Titel: Le roi d'août Kostenlos Bücher Online Lesen
Autoren: Michel Pagel
Vom Netzwerk:
ne faisait pour l'heure qu'écouter les propositions sans s'engager, mais il ne s'en offusquait pas. Les leçons de sa dernière rébellion commençaient à s'effacer ; le naturel reprenait le dessus.
    Voulant croire qu'il s'agissait d'une faiblesse passagère, Philippe se contenta d'un message d'avertissement à Renaud et à d'autres seigneurs du Nord dans la même situation. Afin de mieux contrôler son instable ami, il avança la date prévue pour le mariage entre leurs enfants, qui fut célébré au printemps de l'année suivante.
    Renaud, cependant, mécontent d'avoir dû céder des terres à son gendre, irrité de se sentir surveillé, suspect, continuait d'entretenir des rapports avec les agents anglais. Compte tenu des alléchantes promesses qu'ils lui faisaient, il n'attendait qu'un prétexte pour changer de camp.
    Ce prétexte, Isambour fut témoin de son élaboration. Elle se rendait régulièrement à Boulogne, mandatée par Guérin, afin d'y suivre la progression des événements : ce fut là qu'elle assista à une rencontre entre le comte et sa parente la comtesse de Clermont, laquelle se trouvait en conflit avec l'évêque de Beauvais, Philippe de Dreux, à propos de châteaux situés en bordure de leurs deux domaines. Elle était venue demander à Renaud d'intercéder en sa faveur auprès du roi, dont elle le croyait encore très proche.
    — Je vais faire mieux que cela, ma cousine ! affirma-t-il, radieux. Je n'ai jamais pu souffrir Beauvais, et il m'en veut à mort depuis que j'ai répudié sa nièce – alors que c'était sur les instances de Philippe. Ce sera un plaisir que de prendre les armes pour le contraindre à vous restituer vos châteaux.
    — Prendre les armes, messire ? s'étonna la comtesse. Croyez-vous donc que le roi verra cela d'un bon œil ?
    — Il n'aura pas le choix : il n'en a plus qu'un ! s'esclaffa Renaud, avant de continuer, sérieux : Je me moque de ce qu'il pense. Il s'est toujours cru supérieur à moi, il m'a toujours écrasé de son amitié et de ses cadeaux : je lui montrerai que personne ne m'impose sa volonté, pas même un roi.
    Il y avait dans ses paroles, au-delà de la suffisance, une amertume qui frappa Isambour. Elle crut comprendre pourquoi il n'avait jamais pu s'empêcher de s'opposer à Philippe : cet homme exsudait l'envie, la jalousie, par tous les pores. Lui non plus n'eût rien été sans le souverain, ou peu de chose, mais au contraire des conseillers d'humble origine, il estimait mériter mieux que son lot.
    Ce n'était là qu'une partie de la vérité : Philippe, s'il se souvenait d'une certaine conversation, un soir d'ivresse, eût sans doute ajouté que Renaud était comme un enfant qui pousse ses parents à bout pour savoir jusqu'où il peut aller. Et qui, au fond, souhaite être puni.
    Lorsque la reine lui rapporta ce qu'elle avait surpris, le frère Guérin eut une grimace.
    — Cette fois, il est temps d'en finir, déclara-t-il.

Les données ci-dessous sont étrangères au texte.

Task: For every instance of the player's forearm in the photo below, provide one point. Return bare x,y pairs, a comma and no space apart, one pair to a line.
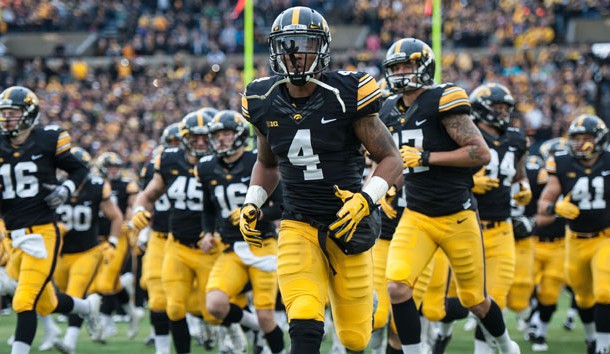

Nous allons laisser Dammartin attaquer monseigneur de Beauvais afin d'avoir une bonne raison d'agir. Ensuite, il se soumettra ou il en paiera le prix.
    Ainsi qu'il le prévoyait, le roi et son conseil estimèrent le bon droit du côté de l'évêque. Quoiqu'il lui en coûtât de l'admettre, Philippe sentait lui aussi qu'il ne fallait plus hésiter à humilier le comte de Boulogne, sous peine de s'en repentir.
    — Et vous dites qu'il n'a pas encore rassemblé son armée ? s'étonna-t-il. Vous êtes sûr de votre informateur ?
    — Comme de moi-même, affirma Guérin en souriant.
    — Pour être au courant aussi vite des projets du comte, c'est au moins l'amant de la comtesse, plaisanta le roi.
    L'humour le dispensait de broyer du noir : il allait perdre Renaud et, cette fois, ce serait définitif. Ils n'avaient plus en commun que quelques souvenirs.
    — C'est une femme, et ce n'est pas la maîtresse de Renaud, répondit l'Hospitalier. Un jour, si vous le désirez, je vous la présenterai : vous n'avez pas de plus fidèle servante.
    — Si l'occasion se présente, je serai enchanté de la connaître et de la récompenser moi-même comme elle le mérite. Vous avez décidément le don de recruter des espions efficaces.
    — Ma foi, sire, vous savez que j'ai toujours eu un faible pour ce genre de combat, ironisa Guérin. Je suis désormais trop vieux pour m'en charger moi-même, mais la théorie m'est familière.
    Philippe sourit en se rappelant leur première rencontre, à Acre.